Maybe a real-world example would help?
(Disclaimer - I started with BL 7.3 where only ACLT's existed, so that's my starting point, then upgrade to v7.4.6, still no ACLP, then upgrade to BL 8.0 where we have this new, alien object - ACLP)
We have about 2600 target servers split among 4 OS platforms (managed by platform admins in 2 roles - UNIX versus Windows). ACLs needed do follow a basic pattern which then breaks down on the many "special cases".
- servers get a Server.* for the BLAdmins role
- servers get a Server.* for the appropriate platform admin role (automatic when platfom admins add the server, manual when BLAdmins adds the server)
- servers get Server.<specific auths> for every additional role that has an "every server" (InfoSec, Capacity Planning, 3rd party tool admins, etc.) type of role...
So, these auths are in the ACLT for each role allowed to add a server to BL (only a few roles actually have Server.AddServer) so they get applied to every new server added to BL.
Now for where that simple pattern breaks down... What do you do about DBA (and others), who should only have access to certain specific servers? There's no "simple", automatic way to assign the ACLs.
We ended up creating a boolean server property that serves as a "flag" to say this role is allowed to have access, and that roles' default ACLT contains their standard Server.<specific auths>.
So, basically, I get a Remedy ticket requesting access, and I have a job that sets the flag, and applies that roles' ACLT, and then pushes the updated ACLs to the server.
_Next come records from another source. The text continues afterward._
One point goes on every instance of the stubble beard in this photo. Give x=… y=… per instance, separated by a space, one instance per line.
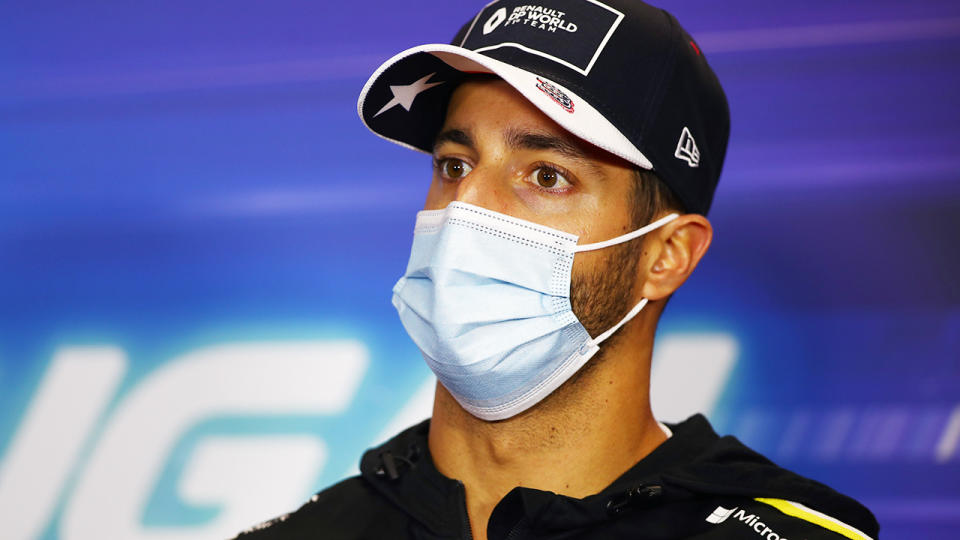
x=602 y=298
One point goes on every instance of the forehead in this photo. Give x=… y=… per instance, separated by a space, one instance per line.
x=486 y=103
x=487 y=109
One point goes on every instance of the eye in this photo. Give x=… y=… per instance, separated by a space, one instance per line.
x=453 y=168
x=549 y=178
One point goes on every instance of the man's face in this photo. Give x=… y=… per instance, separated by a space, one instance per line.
x=497 y=151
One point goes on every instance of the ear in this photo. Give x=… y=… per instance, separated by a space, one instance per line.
x=676 y=250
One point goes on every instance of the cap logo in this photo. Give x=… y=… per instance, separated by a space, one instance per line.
x=555 y=94
x=494 y=21
x=687 y=149
x=404 y=94
x=546 y=31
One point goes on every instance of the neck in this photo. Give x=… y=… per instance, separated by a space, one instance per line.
x=575 y=442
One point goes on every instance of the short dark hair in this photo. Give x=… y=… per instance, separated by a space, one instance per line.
x=651 y=197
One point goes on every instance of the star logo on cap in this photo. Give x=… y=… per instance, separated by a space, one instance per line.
x=404 y=94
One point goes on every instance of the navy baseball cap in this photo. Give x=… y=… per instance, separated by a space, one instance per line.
x=619 y=74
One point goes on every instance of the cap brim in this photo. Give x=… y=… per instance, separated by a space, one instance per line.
x=414 y=124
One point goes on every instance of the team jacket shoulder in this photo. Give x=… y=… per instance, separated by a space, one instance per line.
x=345 y=510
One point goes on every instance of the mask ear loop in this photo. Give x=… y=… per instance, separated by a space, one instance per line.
x=619 y=240
x=625 y=237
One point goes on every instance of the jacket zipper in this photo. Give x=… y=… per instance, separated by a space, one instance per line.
x=467 y=532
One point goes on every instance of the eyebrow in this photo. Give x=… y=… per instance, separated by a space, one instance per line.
x=456 y=136
x=531 y=140
x=518 y=139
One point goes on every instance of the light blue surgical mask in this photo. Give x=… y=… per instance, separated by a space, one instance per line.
x=486 y=298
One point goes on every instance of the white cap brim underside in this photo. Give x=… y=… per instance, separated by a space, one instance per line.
x=585 y=122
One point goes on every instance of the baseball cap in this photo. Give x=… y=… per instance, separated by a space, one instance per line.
x=619 y=74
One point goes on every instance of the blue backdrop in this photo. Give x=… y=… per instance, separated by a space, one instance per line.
x=198 y=239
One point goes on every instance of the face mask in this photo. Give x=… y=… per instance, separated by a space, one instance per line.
x=486 y=298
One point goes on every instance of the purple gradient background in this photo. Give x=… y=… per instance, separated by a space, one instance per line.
x=178 y=170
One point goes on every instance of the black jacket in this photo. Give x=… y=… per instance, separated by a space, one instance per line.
x=694 y=485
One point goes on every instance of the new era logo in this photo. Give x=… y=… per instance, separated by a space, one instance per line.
x=720 y=515
x=687 y=149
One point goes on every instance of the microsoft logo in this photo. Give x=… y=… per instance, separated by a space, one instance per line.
x=720 y=514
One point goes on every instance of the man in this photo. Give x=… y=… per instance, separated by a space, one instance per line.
x=576 y=149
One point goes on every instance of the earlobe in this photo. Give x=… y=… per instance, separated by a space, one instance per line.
x=677 y=250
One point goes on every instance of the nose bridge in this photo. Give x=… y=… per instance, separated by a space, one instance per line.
x=483 y=187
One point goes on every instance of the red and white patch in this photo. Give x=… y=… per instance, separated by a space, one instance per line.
x=555 y=94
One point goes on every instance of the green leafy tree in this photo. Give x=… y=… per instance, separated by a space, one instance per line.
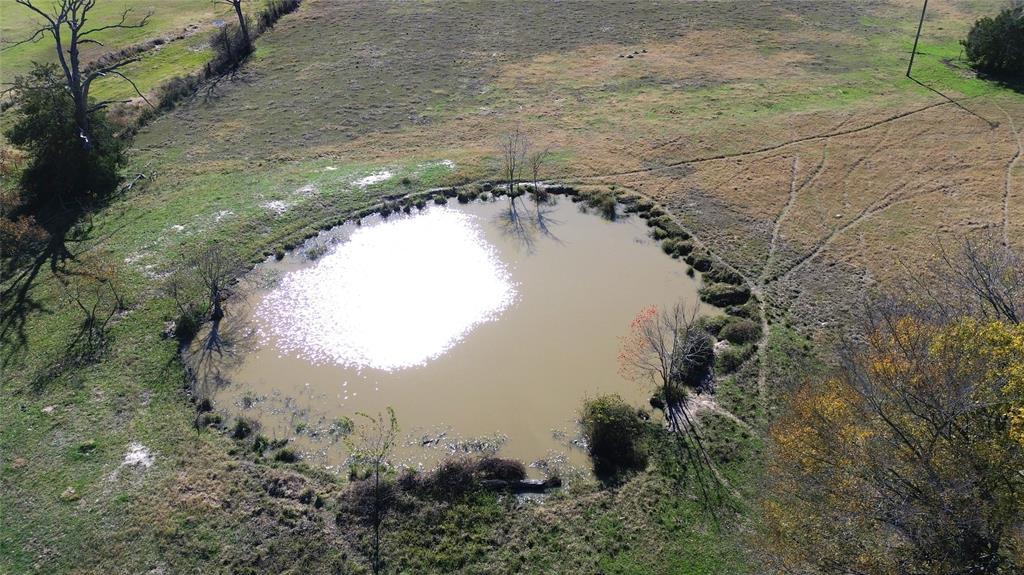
x=996 y=44
x=614 y=435
x=61 y=174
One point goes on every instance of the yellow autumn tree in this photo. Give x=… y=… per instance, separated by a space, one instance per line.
x=908 y=460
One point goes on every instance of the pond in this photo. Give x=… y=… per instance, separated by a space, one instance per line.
x=483 y=327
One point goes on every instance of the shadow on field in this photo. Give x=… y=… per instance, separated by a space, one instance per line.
x=954 y=102
x=62 y=225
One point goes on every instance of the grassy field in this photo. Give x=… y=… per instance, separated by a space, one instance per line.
x=785 y=137
x=184 y=25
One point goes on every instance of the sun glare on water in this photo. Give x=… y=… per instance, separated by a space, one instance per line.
x=395 y=295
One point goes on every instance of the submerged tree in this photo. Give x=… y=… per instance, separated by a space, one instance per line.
x=372 y=447
x=536 y=163
x=514 y=147
x=200 y=286
x=670 y=350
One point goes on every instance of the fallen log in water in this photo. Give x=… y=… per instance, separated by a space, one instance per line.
x=523 y=485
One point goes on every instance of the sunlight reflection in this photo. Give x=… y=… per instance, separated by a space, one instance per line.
x=395 y=295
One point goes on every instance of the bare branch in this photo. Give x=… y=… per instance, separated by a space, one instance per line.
x=120 y=25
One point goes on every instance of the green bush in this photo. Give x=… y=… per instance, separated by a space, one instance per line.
x=614 y=435
x=498 y=468
x=714 y=323
x=243 y=428
x=676 y=248
x=740 y=330
x=720 y=274
x=286 y=455
x=722 y=295
x=996 y=45
x=700 y=261
x=62 y=174
x=732 y=357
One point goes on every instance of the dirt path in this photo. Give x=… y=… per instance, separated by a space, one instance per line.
x=1010 y=177
x=773 y=147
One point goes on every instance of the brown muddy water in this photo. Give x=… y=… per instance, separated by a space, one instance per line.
x=483 y=330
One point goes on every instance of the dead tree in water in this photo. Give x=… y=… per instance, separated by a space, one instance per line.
x=669 y=349
x=536 y=163
x=65 y=21
x=216 y=270
x=514 y=147
x=372 y=447
x=200 y=288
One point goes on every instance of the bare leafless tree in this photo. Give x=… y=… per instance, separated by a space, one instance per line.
x=372 y=446
x=216 y=269
x=66 y=21
x=243 y=21
x=992 y=274
x=536 y=163
x=200 y=288
x=95 y=288
x=669 y=349
x=514 y=147
x=978 y=277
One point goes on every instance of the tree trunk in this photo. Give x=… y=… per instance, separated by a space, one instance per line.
x=243 y=26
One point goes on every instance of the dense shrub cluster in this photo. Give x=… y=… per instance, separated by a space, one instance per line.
x=454 y=478
x=723 y=295
x=614 y=434
x=740 y=330
x=995 y=44
x=732 y=357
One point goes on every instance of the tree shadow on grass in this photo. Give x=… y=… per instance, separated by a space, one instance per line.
x=19 y=275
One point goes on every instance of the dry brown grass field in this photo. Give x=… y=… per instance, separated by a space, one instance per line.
x=782 y=134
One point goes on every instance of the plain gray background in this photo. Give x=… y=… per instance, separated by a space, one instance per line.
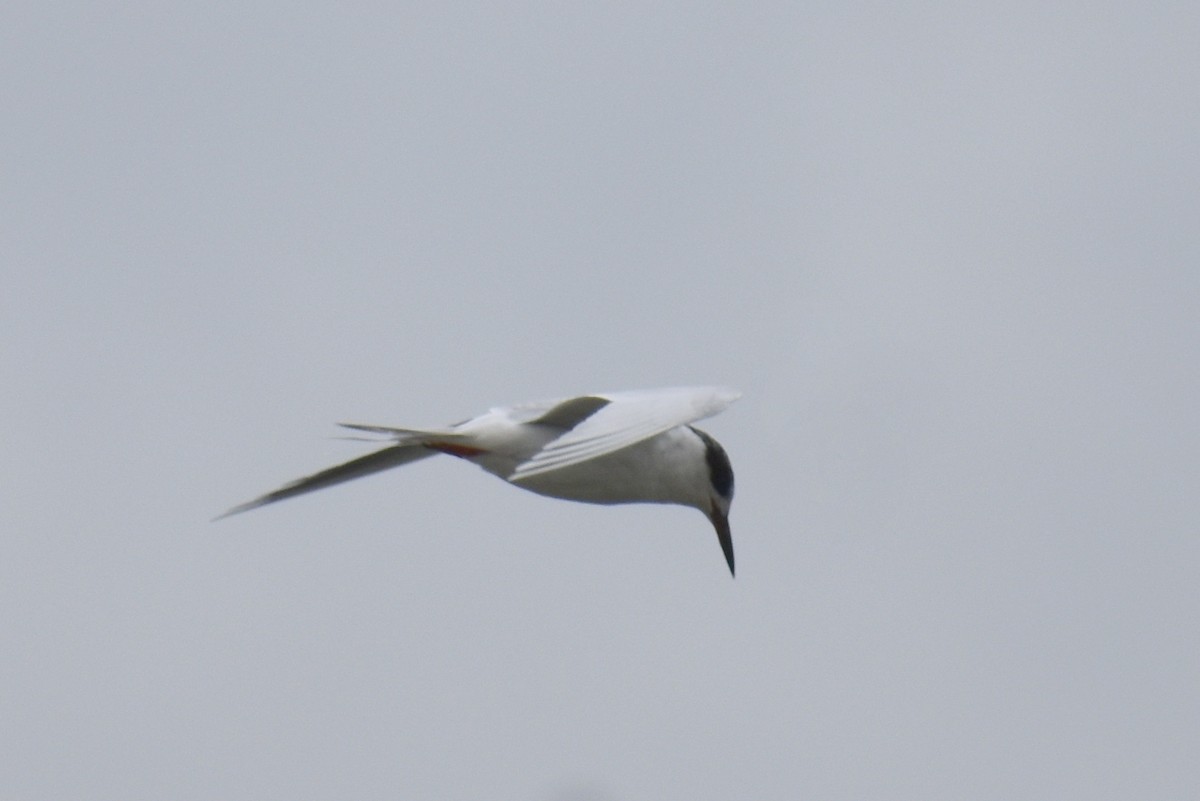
x=948 y=251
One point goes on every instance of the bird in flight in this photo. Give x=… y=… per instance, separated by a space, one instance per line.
x=611 y=447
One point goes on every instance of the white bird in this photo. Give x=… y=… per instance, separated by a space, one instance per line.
x=611 y=447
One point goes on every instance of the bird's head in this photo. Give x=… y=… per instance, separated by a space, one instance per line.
x=720 y=492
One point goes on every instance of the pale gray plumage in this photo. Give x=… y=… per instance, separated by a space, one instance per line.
x=609 y=447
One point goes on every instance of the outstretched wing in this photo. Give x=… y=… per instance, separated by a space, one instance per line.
x=364 y=465
x=623 y=420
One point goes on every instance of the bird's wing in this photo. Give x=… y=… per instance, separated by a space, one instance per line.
x=623 y=420
x=364 y=465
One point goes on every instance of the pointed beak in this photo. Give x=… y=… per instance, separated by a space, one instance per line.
x=721 y=523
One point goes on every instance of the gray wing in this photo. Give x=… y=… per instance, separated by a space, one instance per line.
x=364 y=465
x=622 y=420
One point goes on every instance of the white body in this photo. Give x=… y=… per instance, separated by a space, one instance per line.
x=612 y=447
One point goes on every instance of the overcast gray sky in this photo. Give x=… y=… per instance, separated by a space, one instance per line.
x=948 y=251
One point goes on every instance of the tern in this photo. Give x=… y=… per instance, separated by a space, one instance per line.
x=610 y=447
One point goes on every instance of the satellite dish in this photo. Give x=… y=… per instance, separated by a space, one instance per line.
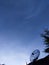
x=34 y=56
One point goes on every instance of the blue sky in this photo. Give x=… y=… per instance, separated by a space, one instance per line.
x=21 y=23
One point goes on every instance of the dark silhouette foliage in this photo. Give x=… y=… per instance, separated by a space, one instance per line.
x=45 y=35
x=45 y=60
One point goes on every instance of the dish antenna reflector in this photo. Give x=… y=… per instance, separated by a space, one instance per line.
x=34 y=55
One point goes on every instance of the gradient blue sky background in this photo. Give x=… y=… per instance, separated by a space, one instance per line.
x=21 y=23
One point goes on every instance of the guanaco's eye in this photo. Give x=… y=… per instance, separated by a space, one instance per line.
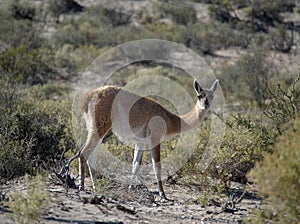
x=201 y=95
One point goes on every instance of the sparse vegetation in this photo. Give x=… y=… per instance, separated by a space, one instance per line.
x=29 y=208
x=43 y=46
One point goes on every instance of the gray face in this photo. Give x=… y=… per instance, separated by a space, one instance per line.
x=205 y=99
x=205 y=96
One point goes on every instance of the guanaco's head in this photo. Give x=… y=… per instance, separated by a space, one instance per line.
x=205 y=96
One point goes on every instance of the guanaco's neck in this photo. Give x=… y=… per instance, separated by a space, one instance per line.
x=186 y=122
x=191 y=119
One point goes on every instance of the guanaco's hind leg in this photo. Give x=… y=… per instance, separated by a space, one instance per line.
x=137 y=161
x=88 y=150
x=155 y=156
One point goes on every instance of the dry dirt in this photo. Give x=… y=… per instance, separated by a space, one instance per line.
x=140 y=205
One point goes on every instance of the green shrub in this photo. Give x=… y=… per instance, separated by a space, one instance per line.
x=18 y=26
x=25 y=65
x=29 y=208
x=278 y=178
x=34 y=132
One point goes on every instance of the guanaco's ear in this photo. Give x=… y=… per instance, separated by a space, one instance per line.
x=214 y=86
x=197 y=87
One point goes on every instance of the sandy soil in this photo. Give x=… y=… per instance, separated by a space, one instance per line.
x=139 y=205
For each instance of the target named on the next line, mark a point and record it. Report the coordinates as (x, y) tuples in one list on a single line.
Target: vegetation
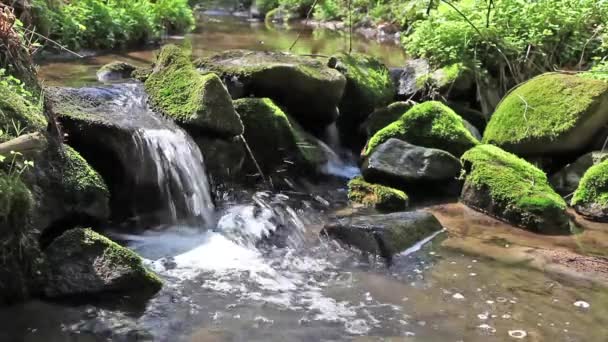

I frankly don't see any way at all to use ACLP more effectively, since I'd need just as many, and I'd still have all of the shortcomings.
I have about 10 roles with this "issue" (and their own boolean properties to match), so a script to handle this automatically could be quite a challenge to get right and be reliable.
Worse is the problem you are describing...
1. Reporting on where any particular role has access?
2. How do I go about removing it should it's access no longer be appropriate?
You'd think #1 would be solved by the boolean server property, but there are continuing hiccups regarding flags not set when they should be, and auths missing even when the flag has been set (mostly from when this process was completely manual)... This doesn't even account for the really basic situation where a role says "how come I don't have access to this particular server", expecting that I'd magically know they needed and deserved access!
#2 is even worse... Scripting this has so far been painful, and isn't complete or reliable yet.
Did this help or hurt (or both)?
What scripting issues have you had getting the property and acl template application to work? maybe start a new thread on that.